In step 5, in combination with the interest of the user in the interest point itself, similar to step 3-1, the POI-level interest of the user can be expressed as:
Figure BDA0002911278430000091
P(lij|ui,vjij) Probability of visiting interest point j for user i, and preference score of user i to interest point, where uiIs a potential vector, v, of user ijPotential vectors, η, representing points of interestiAnd ηjRespectively a user bias vector and a bias vector of the region where the interest point is located. Probability P may be through a 3-2 step matrix of historical check-ins for users
Figure BDA0002911278430000092
Modeling is performed (each element in the matrix represents the frequency of the user accessing the point of interest, and if 0, it represents that the user has no interaction with the point of interest). Modeled POI-level interest P (l)ij|ui,vjij) And the region level interest P (l) after step 4ij|ui,hjij) After aggregation, the user truths can be formedPositive preference S':
S'=P(lij|ui,vjij)+2×(1-d)P(lij|ui,hjij)
finally, in step 6, the point of interest recommendation includes the following steps:
and comprehensively ordering the interests of all the interest points of each user according to the comprehensive interest preference score S', selecting top-k interest points with highest scores for each user to form a list and recommending the list to the user.

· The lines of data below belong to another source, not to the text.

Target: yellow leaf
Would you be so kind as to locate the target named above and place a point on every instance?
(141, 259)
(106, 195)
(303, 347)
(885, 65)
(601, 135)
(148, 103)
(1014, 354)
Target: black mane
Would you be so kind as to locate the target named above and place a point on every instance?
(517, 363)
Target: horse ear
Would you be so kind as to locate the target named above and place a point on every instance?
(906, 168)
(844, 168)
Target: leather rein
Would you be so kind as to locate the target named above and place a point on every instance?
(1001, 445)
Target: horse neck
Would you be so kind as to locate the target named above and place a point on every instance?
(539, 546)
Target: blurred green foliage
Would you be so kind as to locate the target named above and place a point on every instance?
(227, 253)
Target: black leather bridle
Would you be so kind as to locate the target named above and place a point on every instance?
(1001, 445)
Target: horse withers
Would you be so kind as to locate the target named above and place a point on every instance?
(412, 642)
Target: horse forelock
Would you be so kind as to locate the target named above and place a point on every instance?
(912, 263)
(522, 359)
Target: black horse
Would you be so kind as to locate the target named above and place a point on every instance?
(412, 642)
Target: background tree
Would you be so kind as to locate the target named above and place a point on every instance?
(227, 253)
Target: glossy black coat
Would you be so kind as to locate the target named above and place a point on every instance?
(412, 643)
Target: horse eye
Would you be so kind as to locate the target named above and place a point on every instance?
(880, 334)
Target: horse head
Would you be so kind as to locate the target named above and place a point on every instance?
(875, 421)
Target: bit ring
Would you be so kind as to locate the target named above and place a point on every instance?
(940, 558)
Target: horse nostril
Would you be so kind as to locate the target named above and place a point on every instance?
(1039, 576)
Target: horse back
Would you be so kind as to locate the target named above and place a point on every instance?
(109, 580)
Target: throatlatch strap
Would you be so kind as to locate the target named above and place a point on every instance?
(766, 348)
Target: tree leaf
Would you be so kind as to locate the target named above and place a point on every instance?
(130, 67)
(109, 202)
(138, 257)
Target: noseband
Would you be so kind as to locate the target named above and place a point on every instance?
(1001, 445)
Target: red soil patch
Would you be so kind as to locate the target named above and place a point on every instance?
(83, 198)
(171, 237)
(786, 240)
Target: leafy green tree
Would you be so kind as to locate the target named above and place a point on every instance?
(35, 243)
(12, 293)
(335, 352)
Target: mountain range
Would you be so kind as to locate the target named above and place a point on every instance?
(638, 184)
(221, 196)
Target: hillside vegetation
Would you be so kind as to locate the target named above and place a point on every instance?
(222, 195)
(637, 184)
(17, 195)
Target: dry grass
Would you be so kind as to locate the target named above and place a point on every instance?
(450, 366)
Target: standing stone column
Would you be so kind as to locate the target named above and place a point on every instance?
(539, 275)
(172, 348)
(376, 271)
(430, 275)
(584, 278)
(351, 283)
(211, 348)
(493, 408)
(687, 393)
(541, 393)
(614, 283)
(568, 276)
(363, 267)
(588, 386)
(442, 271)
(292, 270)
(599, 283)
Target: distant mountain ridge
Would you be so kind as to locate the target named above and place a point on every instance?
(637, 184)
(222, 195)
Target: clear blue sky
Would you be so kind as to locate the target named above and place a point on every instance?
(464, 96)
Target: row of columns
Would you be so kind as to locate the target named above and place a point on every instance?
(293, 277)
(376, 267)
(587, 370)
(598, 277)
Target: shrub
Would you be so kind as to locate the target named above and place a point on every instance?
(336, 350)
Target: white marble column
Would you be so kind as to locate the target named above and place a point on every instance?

FIG. 2 is a schematic diagram of a region level interest modeling process. The left side is initialized user potential matrix and interest point area potential matrix, the purpose of the logic matrix decomposition model is to learn the two matrix parameters, after logic matrix decomposition modeling, the right learned actual user potential matrix and interest point area potential matrix can be obtained, and the interest score of each user for each interest point can be obtained through dot product operation of the two matrices.
Fig. 3 is a clustering visualization result of check-in points of interest of a user, and it can be seen that check-in of the user is dense, red represents noise points of interest, green and blue represent two clustered clusters, and the ratio of the number of check-in noise points of interest of the user to the total number of check-in points of interest of the user is 0.085, which indicates that the user has a large preference for areas and places importance on area access, so that the weight distribution of area-level interest is large.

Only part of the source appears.